Dan treden de beter getrainde Anatolische troepen van Ishak Pasha aan. Ook de tweede Turkse golf loopt echter stuk op de gepantserde formaties van verdedigers en hun schijnbaar ondoordringbare muur van schilden en speren. Giustiani heeft al zes uur lang hard gevochten en iedereen put moed uit deze bijzondere prestatie. Maar vlak voor het aanbreken van de dageraad raakt hij zwaar gewond. De keizer vraagt hem op zijn post te blijven, maar de Italiaan is te zwak om door te vechten en zijn mannen dragen hem weg naar zijn schip. Als ze hun commandant zien verdwijnen, zinkt de Genuezen de moed in de schoenen en trekken ze zich terug uit de strijd. De verdediging van Constantinopel wankelt, en de Janitsaren, de Turkse keurtroepen, zien hun kans. Weldra beheersen ze de buitenmuur en de binnenmuur. Tegelijk komen 50 Turken de stad binnen door een klein deurtje (kerkoporta), dat zomaar open blijkt te staan. Ze beklimmen de toren boven het poortje en Ulubatli Hasan hijst als eerste de Ottomaanse vlag. Zijn kreten en die van zijn medestrijders lokken andere belegeraars in groten getale. Zij klimmen over de bressen die de kanonnen in de muren hebben geslagen en stormen naar binnen. Nu ziet de keizer, die na het verdwijnen van Giustiani alleen de verdediging moet leiden, dat alles verloren is. Hij legt kalm en rustig zijn tekenen van keizerlijke waardigheid af en stort zich met enkele getrouwen en met geheven zwaard in het strijdgewoel. Constantijn XI Paleologus, laatste der Romeinse keizers, sterft als een anoniem soldaat en nooit is er meer een spoor van hem teruggevonden. Constantinopel is gevallen en wordt zoals in die dagen gebruikelijk intensief geplunderd en verwoest. Het verhaal gaat dat op het moment dat de Turkse strijders de Aya Sophia binnendringen de in ceremonieel gewaad gestoken priester, die net de mis opdraagt, zich met de gouden kelk in de hand omdraait, ‘in’ de muur stapt en verdwijnt. Volgens de legende komt hij slechts tevoorschijn als Istanbul weer een christelijke stad wordt.

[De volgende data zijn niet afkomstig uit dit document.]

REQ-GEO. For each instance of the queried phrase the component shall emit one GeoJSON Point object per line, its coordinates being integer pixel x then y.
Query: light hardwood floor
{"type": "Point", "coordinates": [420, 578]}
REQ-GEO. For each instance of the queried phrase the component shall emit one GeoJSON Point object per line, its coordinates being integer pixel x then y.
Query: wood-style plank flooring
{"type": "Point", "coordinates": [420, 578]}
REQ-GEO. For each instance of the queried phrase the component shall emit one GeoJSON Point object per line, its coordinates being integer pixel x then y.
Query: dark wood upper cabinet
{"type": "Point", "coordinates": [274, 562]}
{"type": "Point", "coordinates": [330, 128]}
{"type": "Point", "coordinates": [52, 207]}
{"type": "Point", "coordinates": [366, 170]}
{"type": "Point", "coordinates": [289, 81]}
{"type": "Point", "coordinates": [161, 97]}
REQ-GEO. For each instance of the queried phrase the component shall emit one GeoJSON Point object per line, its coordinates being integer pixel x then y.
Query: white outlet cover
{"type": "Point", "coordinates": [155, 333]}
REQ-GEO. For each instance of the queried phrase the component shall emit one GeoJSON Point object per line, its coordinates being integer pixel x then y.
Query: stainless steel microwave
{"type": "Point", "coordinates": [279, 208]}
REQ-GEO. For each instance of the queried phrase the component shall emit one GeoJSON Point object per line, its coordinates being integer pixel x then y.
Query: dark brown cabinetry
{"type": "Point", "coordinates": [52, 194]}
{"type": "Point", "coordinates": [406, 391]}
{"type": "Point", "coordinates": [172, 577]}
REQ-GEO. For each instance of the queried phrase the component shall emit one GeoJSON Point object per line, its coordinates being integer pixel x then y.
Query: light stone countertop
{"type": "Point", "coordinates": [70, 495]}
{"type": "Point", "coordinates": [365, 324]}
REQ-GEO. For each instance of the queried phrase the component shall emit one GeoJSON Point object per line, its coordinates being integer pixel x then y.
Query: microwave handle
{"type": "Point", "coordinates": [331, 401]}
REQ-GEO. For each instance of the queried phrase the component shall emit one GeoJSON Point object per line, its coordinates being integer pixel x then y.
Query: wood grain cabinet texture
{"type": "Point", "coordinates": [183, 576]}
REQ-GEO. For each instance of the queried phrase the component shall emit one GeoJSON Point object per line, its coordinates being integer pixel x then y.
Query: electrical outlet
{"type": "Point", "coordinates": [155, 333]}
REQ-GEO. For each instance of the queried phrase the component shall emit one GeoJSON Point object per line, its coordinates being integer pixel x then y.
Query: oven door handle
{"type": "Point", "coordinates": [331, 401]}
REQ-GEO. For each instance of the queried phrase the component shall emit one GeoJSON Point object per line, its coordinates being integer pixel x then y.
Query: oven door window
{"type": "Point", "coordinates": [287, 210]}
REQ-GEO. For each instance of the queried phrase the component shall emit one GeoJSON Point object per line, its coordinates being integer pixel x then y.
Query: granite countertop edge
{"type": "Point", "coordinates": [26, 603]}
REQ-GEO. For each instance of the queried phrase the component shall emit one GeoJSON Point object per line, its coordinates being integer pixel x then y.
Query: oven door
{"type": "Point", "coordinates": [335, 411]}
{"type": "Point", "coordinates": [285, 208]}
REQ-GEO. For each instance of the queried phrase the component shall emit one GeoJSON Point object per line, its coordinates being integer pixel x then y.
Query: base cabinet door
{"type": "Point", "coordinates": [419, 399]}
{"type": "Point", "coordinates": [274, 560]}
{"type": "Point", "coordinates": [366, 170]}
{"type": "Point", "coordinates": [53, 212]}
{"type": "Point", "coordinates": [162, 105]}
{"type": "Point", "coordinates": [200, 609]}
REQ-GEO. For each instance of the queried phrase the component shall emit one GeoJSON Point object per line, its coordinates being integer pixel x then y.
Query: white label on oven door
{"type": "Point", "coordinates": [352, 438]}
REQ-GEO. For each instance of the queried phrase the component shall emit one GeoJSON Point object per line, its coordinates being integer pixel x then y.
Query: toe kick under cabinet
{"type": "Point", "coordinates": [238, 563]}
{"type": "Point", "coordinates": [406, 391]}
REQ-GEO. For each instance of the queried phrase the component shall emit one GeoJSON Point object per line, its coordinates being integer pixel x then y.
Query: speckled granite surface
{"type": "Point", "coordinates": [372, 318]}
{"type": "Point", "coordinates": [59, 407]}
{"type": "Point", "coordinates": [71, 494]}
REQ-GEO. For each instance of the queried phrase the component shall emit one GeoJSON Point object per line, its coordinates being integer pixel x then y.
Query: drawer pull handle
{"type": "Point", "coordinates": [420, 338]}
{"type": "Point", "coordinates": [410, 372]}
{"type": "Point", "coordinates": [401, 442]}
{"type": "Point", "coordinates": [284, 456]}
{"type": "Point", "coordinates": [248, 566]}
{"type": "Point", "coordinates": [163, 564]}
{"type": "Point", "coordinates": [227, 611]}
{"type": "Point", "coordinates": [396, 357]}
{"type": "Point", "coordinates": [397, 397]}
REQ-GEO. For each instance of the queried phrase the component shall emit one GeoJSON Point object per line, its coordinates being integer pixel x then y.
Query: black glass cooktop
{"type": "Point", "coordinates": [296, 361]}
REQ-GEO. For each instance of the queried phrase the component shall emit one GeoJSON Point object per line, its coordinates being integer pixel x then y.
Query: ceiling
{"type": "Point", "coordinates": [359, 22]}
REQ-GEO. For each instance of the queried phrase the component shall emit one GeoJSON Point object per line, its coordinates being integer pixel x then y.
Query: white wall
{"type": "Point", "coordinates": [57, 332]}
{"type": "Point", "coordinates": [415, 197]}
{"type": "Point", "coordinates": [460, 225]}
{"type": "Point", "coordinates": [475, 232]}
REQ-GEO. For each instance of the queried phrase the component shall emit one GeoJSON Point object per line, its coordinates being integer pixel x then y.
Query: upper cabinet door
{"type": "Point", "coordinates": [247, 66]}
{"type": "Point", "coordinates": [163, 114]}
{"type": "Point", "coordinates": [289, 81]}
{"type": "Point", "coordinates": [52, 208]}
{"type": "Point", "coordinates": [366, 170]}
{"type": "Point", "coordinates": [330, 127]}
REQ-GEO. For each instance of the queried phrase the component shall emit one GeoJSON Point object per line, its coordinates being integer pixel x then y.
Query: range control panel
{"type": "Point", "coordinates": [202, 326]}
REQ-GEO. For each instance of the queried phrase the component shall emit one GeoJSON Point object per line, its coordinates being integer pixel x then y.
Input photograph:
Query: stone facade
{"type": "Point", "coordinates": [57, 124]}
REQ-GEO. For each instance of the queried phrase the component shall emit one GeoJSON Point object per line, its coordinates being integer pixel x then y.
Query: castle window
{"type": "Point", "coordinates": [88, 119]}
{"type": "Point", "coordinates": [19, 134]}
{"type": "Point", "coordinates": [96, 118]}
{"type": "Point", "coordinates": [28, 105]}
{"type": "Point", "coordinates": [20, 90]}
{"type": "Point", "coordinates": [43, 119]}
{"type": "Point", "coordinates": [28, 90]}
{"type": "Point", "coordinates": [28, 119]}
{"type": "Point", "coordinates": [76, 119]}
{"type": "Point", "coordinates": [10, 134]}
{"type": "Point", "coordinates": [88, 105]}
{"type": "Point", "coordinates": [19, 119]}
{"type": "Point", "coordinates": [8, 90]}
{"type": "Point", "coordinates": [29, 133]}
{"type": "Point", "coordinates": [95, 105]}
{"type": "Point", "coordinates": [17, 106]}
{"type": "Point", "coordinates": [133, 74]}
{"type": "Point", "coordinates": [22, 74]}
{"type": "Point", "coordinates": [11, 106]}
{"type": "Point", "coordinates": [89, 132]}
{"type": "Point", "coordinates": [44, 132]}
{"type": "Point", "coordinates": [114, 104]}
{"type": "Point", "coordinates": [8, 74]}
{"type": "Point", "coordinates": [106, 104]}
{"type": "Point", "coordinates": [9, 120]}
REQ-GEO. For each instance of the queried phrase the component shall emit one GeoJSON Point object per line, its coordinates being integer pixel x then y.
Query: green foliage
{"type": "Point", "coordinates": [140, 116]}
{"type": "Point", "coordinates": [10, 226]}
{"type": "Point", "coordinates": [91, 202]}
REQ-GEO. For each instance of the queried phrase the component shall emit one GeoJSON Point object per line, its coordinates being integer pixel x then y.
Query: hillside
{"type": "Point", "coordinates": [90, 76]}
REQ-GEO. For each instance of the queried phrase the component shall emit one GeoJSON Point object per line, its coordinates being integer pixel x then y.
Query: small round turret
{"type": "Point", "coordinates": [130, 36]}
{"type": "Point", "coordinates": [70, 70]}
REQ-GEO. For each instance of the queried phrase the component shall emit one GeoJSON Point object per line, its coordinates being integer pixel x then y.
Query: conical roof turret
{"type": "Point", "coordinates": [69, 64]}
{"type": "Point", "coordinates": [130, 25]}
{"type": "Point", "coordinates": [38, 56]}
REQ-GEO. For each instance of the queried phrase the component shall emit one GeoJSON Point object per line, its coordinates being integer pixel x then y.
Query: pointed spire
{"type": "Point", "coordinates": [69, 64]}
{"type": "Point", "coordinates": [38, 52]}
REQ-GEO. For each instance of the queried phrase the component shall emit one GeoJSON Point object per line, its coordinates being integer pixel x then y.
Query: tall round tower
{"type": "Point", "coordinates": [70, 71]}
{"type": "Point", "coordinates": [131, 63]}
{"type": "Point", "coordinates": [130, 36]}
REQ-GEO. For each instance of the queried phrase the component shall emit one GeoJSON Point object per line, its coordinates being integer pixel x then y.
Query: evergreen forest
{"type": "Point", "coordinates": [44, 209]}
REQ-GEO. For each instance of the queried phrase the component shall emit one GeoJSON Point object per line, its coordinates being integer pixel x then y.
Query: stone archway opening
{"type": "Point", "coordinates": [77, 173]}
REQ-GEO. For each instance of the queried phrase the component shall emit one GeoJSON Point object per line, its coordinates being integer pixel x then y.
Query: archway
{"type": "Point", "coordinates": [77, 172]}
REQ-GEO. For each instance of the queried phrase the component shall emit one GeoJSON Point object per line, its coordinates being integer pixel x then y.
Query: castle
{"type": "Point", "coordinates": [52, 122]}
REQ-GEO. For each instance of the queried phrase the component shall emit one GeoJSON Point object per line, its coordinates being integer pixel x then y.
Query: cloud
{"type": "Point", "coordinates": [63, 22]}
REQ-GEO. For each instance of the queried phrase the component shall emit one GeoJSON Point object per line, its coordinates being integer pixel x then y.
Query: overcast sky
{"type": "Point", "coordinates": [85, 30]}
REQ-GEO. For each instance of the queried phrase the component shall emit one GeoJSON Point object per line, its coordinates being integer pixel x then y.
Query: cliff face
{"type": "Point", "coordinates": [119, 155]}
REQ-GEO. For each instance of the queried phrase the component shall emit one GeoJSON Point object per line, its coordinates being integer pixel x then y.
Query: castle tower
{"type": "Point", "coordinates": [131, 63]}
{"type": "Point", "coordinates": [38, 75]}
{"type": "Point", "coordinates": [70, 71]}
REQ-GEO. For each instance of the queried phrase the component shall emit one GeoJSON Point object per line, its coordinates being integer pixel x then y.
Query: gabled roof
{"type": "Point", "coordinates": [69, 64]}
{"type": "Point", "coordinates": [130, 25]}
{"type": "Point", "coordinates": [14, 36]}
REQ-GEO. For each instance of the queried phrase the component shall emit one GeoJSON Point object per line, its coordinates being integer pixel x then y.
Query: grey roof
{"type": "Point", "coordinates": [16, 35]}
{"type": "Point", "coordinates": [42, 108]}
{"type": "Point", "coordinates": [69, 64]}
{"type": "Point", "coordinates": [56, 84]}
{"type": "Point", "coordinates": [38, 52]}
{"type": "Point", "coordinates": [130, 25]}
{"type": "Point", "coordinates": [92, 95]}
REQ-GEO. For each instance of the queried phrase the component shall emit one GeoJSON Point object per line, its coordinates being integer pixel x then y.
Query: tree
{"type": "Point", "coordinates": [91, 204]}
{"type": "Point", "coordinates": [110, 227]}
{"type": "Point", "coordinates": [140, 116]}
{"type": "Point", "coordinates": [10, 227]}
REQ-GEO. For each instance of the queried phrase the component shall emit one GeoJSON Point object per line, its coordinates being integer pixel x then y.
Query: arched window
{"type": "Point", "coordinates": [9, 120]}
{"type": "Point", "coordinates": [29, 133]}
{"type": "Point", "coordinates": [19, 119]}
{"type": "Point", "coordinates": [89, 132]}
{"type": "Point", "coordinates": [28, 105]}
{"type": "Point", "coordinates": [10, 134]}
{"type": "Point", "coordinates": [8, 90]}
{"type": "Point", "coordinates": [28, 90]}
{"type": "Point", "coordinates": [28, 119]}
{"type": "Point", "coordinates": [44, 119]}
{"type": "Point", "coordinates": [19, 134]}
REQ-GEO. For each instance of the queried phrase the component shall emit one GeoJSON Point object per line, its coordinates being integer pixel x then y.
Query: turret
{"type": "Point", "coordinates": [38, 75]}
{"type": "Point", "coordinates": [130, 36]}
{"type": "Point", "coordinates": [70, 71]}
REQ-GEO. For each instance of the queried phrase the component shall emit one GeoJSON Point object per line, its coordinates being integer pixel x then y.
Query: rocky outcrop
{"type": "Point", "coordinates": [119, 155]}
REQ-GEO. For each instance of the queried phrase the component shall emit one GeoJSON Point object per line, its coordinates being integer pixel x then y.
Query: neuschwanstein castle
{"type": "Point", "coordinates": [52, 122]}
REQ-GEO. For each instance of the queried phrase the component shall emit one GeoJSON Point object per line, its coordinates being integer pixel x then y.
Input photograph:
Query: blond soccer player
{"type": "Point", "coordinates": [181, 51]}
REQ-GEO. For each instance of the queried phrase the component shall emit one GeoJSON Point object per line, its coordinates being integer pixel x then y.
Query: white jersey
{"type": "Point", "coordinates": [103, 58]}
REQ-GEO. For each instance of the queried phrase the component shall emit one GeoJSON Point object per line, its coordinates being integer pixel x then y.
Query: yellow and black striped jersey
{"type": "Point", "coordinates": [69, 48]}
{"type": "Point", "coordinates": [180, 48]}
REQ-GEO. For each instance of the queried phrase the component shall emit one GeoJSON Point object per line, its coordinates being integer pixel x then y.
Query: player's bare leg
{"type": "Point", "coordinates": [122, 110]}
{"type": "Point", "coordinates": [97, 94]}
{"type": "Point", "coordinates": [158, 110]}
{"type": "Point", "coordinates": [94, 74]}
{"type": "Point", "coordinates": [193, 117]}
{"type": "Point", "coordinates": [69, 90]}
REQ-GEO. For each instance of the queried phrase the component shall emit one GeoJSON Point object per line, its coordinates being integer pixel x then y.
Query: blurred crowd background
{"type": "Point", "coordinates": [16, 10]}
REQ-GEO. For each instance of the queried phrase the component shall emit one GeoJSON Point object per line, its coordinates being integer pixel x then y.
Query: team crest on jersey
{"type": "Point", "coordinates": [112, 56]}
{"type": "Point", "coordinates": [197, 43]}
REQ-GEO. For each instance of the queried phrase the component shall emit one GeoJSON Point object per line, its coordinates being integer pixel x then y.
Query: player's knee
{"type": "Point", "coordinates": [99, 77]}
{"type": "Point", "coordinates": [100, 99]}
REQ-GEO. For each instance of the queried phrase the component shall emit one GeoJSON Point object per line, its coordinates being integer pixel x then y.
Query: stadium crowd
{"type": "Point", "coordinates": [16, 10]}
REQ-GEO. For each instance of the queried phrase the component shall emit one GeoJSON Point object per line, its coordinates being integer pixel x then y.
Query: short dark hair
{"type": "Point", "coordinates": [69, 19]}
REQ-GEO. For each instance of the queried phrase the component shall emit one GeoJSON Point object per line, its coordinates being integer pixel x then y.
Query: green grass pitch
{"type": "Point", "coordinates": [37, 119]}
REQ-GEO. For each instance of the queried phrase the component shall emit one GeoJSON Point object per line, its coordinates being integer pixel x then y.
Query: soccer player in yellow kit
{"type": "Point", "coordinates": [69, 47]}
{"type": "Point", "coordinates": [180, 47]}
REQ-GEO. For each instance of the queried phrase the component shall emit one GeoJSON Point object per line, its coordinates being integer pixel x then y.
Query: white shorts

Ironisch is het dat juist de Janitsaren bij de belegering de doorslag geven. Het zijn dus de uit hun gezin weggehaalde, gedwongen als Turkse soldaat opgeleide en verplicht geïslamiseerde christenkinderen die de stad – en daarmee het Romeinse rijk – na bijna 2000 jaar de doodssteek toebrengen. Met de intocht van sultan Mehmet II – die voortaan ook Fatih oftewel de veroveraar zal heten – wordt Istanbul geboren.